‘That morning, when we hit the road, a lady came up by the name of Louella Harrigan and she said, "Regardless, we got to take back our country from Kenneth Bates, and whatever we’re going to do we’re going to march this morning, and we are going to take our country back! This lease must be revoked, and Kenneth Bates must go!”’ – George Malone in ‘A Patriotic Man’.

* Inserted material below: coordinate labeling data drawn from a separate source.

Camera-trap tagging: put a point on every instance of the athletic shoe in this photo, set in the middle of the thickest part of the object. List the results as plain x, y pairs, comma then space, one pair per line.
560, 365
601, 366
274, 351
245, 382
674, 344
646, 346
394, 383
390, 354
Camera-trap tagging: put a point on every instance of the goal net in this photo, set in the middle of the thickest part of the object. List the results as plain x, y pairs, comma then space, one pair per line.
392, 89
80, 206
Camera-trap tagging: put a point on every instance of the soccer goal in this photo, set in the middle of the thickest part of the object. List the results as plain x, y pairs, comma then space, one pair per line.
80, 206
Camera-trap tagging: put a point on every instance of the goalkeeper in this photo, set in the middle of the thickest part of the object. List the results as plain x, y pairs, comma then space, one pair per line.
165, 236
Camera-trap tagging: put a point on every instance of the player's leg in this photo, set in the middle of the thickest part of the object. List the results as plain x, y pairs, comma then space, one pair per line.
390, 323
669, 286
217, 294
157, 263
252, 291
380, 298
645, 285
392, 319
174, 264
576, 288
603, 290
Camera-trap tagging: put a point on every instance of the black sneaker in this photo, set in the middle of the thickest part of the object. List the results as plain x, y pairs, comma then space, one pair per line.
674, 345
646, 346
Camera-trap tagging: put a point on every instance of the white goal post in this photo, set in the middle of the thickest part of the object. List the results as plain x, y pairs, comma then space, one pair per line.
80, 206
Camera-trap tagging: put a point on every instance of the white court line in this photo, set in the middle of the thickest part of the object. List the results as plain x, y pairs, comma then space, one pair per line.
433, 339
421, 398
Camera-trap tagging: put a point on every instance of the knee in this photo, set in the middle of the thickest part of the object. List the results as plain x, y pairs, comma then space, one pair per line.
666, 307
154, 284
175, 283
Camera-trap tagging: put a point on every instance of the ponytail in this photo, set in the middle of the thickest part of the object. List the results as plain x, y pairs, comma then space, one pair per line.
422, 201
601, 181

The business past of current Leeds United chairman Ken Bates has been pored over many times in books and newspapers: the ready-mix concrete business that established his wealth; the controversial collapse of the Irish Trust Bank; his colourful entries into football at Oldham, Chelsea, Partick Thistle and Leeds. But one part of the Bates story has remained opaque. Forty years ago and on the far side of the world, Ken Bates was set fair to make his fortune by developing a tourist and tax haven on the Caribbean islands of Tortola and Anegada, until the venture collapsed and the British government bought him out. The London Times described it as an “embarrassing state of affairs”, and that understatement has characterised the general treatment of the ‘affair’ ever since.
Now, though, thanks to a documentary film made by Andrea and Amanda Wilson and Jahphix TV of Tortola, and research by The Square Ball, a clearer picture has emerged: of the scale of what Bates had proposed for the islands, of the incredible fortune he stood to make, and of the man who inspired his fellow Tortolans to save their islands from Bates: Noel Lloyd.